Deux risques majeurs en l’absence de comparaisons

On peut ainsi affirmer que l’initiative «Monnaie pleine» vise à introduire un système monétaire entièrement nouveau, sans précédent dans l’Histoire. Même si d’autres systèmes monétaires présentent des similitudes avec le système de la monnaie pleine, il n’est pas possible de déduire des analogies. Deux risques majeurs peuvent être identifiés dans ce contexte: premièrement, rien n’est moins certain que le passage du système actuel au système de la monnaie pleine pourra être concrétisé sans conséquences économiques fâcheuses. Deuxièmement, il est plus que douteux que le système de la monnaie pleine produise les effets escomptés et que les répercussions négatives ne l’emportent pas sur les avantages. La monnaie pleine doit donc être considérée comme une gigantesque expérience économique dont l’issue est hautement incertaine.
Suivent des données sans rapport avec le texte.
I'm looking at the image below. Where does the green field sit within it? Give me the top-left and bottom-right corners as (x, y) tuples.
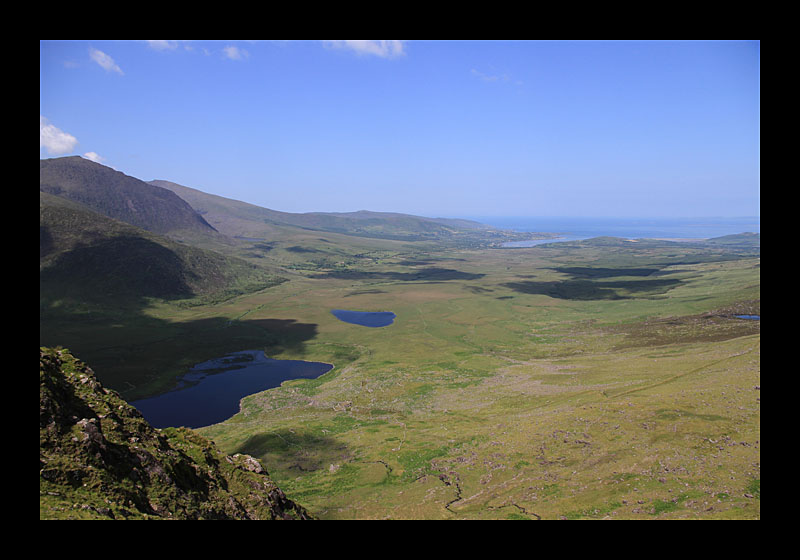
(45, 231), (760, 519)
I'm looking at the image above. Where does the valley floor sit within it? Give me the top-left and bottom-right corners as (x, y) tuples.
(45, 237), (761, 519)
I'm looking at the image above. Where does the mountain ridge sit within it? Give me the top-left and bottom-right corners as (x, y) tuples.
(39, 156), (216, 235)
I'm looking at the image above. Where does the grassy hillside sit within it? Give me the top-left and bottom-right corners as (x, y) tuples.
(40, 160), (761, 519)
(150, 181), (531, 245)
(39, 192), (279, 306)
(191, 238), (760, 519)
(39, 348), (311, 519)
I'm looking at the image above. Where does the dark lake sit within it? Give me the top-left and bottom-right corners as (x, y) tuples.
(331, 309), (396, 327)
(131, 350), (333, 428)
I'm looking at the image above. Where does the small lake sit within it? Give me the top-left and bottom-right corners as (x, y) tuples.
(331, 309), (397, 327)
(130, 350), (333, 428)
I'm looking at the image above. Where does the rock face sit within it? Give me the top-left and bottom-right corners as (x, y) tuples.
(39, 348), (312, 519)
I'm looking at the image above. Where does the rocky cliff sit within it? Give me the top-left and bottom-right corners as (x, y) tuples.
(39, 348), (312, 519)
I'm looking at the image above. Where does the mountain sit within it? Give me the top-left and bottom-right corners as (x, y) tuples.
(150, 180), (530, 242)
(39, 156), (215, 234)
(39, 347), (312, 520)
(39, 191), (280, 304)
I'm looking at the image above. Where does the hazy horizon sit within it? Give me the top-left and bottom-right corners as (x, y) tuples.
(39, 40), (760, 219)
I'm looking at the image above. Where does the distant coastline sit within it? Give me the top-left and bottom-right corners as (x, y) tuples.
(468, 216), (761, 241)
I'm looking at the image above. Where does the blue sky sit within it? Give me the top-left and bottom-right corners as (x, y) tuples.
(39, 41), (760, 217)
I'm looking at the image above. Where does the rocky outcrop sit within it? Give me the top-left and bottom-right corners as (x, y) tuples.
(39, 348), (312, 519)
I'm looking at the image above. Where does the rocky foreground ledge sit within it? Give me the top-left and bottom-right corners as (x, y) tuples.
(39, 348), (312, 520)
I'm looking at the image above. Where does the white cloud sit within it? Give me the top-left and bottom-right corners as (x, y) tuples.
(469, 68), (522, 86)
(83, 152), (105, 163)
(222, 45), (250, 60)
(145, 39), (178, 51)
(39, 115), (78, 155)
(322, 40), (406, 58)
(89, 47), (123, 75)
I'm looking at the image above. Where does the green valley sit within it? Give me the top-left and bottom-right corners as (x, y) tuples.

Passage au monopole d’émission de billets de banque

Avec l’attribution du monopole d’émission des billets de banque à la BNS nouvellement créée, deux ou trois douzaines de banques cantonales ou privées ont dû abandonner leur droit d’émission. En 1907, la part des billets en circulation au total du bilan s’élevait en moyenne à 12 %. Pour laisser aux banques le temps de se procurer les liquidités nécessaires, un délai de transition de trois ans a été fixé. Les banques avaient jusqu’à la fin juin 1910 pour livrer à la BNS la contrevaleur des billets de banque qu’elles avaient émis, à raison de 40% au moins sous forme de moyens de paiements légaux et le reste sous forme d’espèces, d’effets de change et de titres. Etant donné que les billets de banque étaient couverts à hauteur d’environ 50% par des pièces de monnaie et qu’il était possible de remettre des titres – une possibilité dont certaines banques ont profité sans retenue – la transition s’est relativement bien passée.

D’importants changements sont cependant survenus pour certaines banques. Les banques d’émission privées ont été soit liquidées, soit fusionnées avec d’autres établissements puisqu’elles avaient désormais l’interdiction d’exercer leur activité. 

La disparition d’une possibilité de financement a eu des répercussions négatives sur la rentabilité des banques cantonales et des autres banques privées.

Ces dernières ont ainsi été contraintes de remplacer des moyens d’exploitation non rémunérés, généralement à travers une augmentation de capital. Cela a accéléré la concentration dans le secteur bancaire.